Second, GitHub provided easy discoverability and a network effect that allowed projects to become popular very quickly. README pages made it fast and easy for a developer to describe their project. Forks and stars showed which projects were gaining popularity and proving useful. Activity was easily tracked, and lively repositories could be identified. As more developers joined and contributed, the virtuous cycle of the network effect took hold. Suddenly code was appearing everywhere, bugs were being fixed, and popular projects were becoming de facto standards.
Third, GitHub provided a social network for developers. Thanks to profile pages, contribution graphs, and easily searchable histories, developers were able to establish a professional history and reputation online. A developer’s resume wasn’t complete without a link to their GitHub profile. Open source contributions became an easy way for early-career developers to establish themselves and demonstrate experience and skills when job seeking. A developer without a GitHub page became like a designer without a portfolio.

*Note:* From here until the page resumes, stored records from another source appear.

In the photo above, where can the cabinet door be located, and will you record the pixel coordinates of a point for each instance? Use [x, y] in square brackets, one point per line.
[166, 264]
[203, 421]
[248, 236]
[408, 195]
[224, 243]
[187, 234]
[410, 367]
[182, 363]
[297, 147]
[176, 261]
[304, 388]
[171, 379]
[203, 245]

A new model for development
Open source started as a fledgling movement with scattered repositories and ad hoc collaborative processes. The development of Git, a distributed source control system, and the arrival of GitHub, which harnessed Git and unleashed its power, moved open source from a minor developer subculture to the dominant model for building software that it is today. Without GitHub, there very likely wouldn’t be projects like Node.js, React, and Kubernetes.